You decide to see…equals.
Your enemies = your teachers.
Your failure = your wisdom.
Your mistakes = your lucky discoveries.
Your conflicts = your growth opportunities.
Your undesired endings = your desirable beginnings.
Your grapes of wrath = your raisons d’etre.
Your painful feelings = your proud proof that you are dealing with your feelings—head on!
You always have a choice of emotional response to life.
Happiness is not about what happens to you, but how you choose to respond to what happens. That’s why it’s called happiness not happenness—though it could be called hope-ness. You must always leave room for hope that all has happened for good cause.
Or to quote the philosopher Arthur Schopenhauer: “Life may be compared to a piece of embroidery of which, during the first half of our time, we get a sight of the right side, and during the second half, of the wrong. The wrong side is not as pretty…but it is more instructive; it shows the way in which the threads have been worked together [to make the pattern].
You feel this Artsy guy’s got it pretty right. What he says reminds you of a tip your gardener friend told you…”Some plants are only meant to last for a certain season or a certain time, (said your gardener friend).

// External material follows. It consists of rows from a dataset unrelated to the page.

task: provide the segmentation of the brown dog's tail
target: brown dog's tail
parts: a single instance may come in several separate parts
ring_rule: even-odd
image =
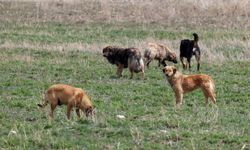
[[[193,36],[194,36],[194,41],[195,42],[198,42],[199,41],[199,36],[197,33],[193,33]]]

If you try to make them live longer, you will be a bad gardener.”
You were struck by how the same goes for people and jobs, how sometimes it seems people and jobs—and/or problems in general—are brought into your life for certain reasons, to stay around for a certain time, to teach you certain things. Of this you are certain.
“Faith is a state of openness or trust. To have faith is to trust yourself to the water. When you swim you don’t grab hold of the water, because if you do you will sink and drown. Instead you relax, and float. And the attitude of faith is the very opposite of clinging to belief, of holding on. In other words, a person who is fanatic in matters of religion, and clings to certain ideas about the nature of God and the universe, becomes a person who has no faith at all. Instead they are holding tight. But the attitude of faith is to let go, and become open to truth, whatever it might turn out to be.”